Volunteers who played a game involving monetary gains and losses felt more envy after an imaginary opponent's wins if they had received a dose of oxytocin, compared with a placebo.
Similarly, oxytocin boosted feelings of schadenfreude – pleasure at another's misfortune – after volunteers won more money than their opponent.
"The bottom line is that [oxytocin] doesn't only work on pro-social, positive emotions, it has a general effect on social emotions and it depends on the context," says Simone Shamay-Tsoory, a cognitive scientist at the University of Haifa, Israel, who led the study.
Attraction to aggression
Previous work on animals has hinted at oxytocin's double life. Female hamsters that received an infusion of oxytocin into a brain area where the hormone is known to have an effect responded more aggressively to intruders than hamsters that got no oxytocin.Newborn female voles that received an injection of oxytocin later responded more aggressively to males than other females.
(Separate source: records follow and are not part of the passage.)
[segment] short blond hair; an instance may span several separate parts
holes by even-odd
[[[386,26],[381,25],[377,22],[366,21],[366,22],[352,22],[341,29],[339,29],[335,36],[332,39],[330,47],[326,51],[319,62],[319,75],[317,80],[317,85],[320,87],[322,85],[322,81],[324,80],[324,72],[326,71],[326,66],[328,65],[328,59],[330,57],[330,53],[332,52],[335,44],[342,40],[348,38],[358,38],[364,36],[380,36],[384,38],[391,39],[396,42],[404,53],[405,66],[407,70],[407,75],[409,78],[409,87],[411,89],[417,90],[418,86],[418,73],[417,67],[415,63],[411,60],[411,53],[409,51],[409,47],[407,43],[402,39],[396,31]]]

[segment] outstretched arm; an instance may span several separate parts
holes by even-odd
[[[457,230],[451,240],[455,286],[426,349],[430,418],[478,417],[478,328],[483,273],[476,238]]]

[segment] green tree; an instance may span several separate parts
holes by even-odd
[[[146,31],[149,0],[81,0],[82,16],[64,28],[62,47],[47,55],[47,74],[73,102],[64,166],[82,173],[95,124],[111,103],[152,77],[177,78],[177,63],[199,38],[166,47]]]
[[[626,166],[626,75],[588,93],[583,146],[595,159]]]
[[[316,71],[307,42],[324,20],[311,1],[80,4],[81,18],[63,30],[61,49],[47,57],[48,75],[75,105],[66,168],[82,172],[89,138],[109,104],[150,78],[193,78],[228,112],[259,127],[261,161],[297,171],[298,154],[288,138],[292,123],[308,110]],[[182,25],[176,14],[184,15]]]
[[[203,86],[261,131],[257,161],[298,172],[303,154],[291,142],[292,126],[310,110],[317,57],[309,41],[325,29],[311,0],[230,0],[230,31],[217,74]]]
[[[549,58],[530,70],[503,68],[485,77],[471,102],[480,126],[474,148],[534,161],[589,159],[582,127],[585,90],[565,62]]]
Studies with humans, on the other hand, have suggested that oxytocin makes us more likely to trust others, find them attractive, and remember their faces. We even receive a flood of the stuff when we play with our pooches. "No one actually examined if it can be involved in negative social emotions," says Shamay-Tsoory.
However, she admits her team expected to find that feelings of envy and gloating were tempered by the hormone.